What's potentially far worse for Bloomberg, though, is something he probably didn't consider when he sent the goons in, something suggested by Eric Augenbraun, who earlier contributed an editorial on the Occupy Wall Street movement. It's this:
The removal of OWSers from the park should pose the question of what defines the movement aside from the tactic of occupying public spaces.It's a good question, one that addresses Augenbraun's concern that the movement lacked a greater political focus outside of a kind of lifestyle choice. But it's something that Bloomberg's actions — and events in Portland and Oakland — address far more starkly and urgently.

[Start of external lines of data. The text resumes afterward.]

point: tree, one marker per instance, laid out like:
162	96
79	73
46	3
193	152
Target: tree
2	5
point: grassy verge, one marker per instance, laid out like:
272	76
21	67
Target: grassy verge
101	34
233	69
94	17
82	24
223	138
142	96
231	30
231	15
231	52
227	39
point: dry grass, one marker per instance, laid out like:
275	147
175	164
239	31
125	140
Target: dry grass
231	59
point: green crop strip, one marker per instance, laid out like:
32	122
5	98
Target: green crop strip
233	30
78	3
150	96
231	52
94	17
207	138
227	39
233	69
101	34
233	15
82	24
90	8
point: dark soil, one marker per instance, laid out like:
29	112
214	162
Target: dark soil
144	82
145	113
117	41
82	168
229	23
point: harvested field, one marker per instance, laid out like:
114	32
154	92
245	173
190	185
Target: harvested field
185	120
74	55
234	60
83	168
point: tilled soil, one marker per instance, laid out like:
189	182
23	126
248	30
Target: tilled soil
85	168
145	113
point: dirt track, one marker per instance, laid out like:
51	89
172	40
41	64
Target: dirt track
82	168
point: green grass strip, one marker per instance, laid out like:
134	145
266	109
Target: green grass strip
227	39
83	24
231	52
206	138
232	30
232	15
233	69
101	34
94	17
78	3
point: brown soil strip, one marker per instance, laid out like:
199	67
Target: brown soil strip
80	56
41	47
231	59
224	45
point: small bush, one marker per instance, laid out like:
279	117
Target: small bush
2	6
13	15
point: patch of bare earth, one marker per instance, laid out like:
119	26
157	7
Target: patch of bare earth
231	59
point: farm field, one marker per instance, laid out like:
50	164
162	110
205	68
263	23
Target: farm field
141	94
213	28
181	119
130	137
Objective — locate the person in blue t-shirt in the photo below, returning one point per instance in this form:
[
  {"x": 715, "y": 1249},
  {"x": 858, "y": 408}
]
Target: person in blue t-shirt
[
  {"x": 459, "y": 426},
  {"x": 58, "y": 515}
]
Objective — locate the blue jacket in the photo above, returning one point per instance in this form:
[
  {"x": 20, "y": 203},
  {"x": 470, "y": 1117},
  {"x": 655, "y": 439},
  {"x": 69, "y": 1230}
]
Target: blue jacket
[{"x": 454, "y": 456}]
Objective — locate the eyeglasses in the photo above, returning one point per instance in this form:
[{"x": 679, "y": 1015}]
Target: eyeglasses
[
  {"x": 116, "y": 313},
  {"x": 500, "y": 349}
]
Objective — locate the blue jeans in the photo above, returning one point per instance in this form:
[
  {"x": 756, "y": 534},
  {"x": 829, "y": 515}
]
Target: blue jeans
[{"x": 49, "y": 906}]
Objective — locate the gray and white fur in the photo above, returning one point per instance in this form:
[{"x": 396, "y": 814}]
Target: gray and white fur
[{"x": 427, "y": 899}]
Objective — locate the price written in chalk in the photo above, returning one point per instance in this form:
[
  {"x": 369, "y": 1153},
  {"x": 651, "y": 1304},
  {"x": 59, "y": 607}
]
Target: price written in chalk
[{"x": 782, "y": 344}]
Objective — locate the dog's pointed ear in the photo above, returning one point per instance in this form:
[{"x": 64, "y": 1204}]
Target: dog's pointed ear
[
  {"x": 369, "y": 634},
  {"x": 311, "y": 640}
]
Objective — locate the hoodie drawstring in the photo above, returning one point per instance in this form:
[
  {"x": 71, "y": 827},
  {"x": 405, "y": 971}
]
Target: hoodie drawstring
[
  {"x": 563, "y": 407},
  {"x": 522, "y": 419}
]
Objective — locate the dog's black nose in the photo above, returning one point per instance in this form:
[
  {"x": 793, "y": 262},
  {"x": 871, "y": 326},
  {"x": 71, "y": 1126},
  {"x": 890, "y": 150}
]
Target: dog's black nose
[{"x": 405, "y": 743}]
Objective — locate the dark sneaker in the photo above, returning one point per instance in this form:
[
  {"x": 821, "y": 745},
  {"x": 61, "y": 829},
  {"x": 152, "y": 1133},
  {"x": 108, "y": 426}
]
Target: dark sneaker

If Occupy Wall Street's essential activity and function is gathering in public first and crafting strategy second and maybe doing something with that strategy third, then it remains extremely fragile. Dispersing it removes its primary function and primary means of making a socially compelling statement. If Michael Bloomberg has done anything today, it's emphasize that making people leave their Wall Street occupation can literally make Occupy Wall Street disappear.
He's instructed these people he disdains as to their vulnerability. Had he left them alone, they might have pottered around in public for another month of polite dissension and political holiday, before growing bored, fatigued or hoarse from repeating themselves instead of a cohesive agenda. Everyone might have gone home and thought about applying to an MBA program. Instead, Bloomberg's reminded them of the strength of the opposition, the weakness of themselves and the impotency of their weapons, and he has confirmed how much they need to extend their reach beyond cities' public squares to harness the resources of those who can't join them in person.
That was a stupid thing to do, but at least it's no longer in doubt who's playing Marie Antoinette in this production.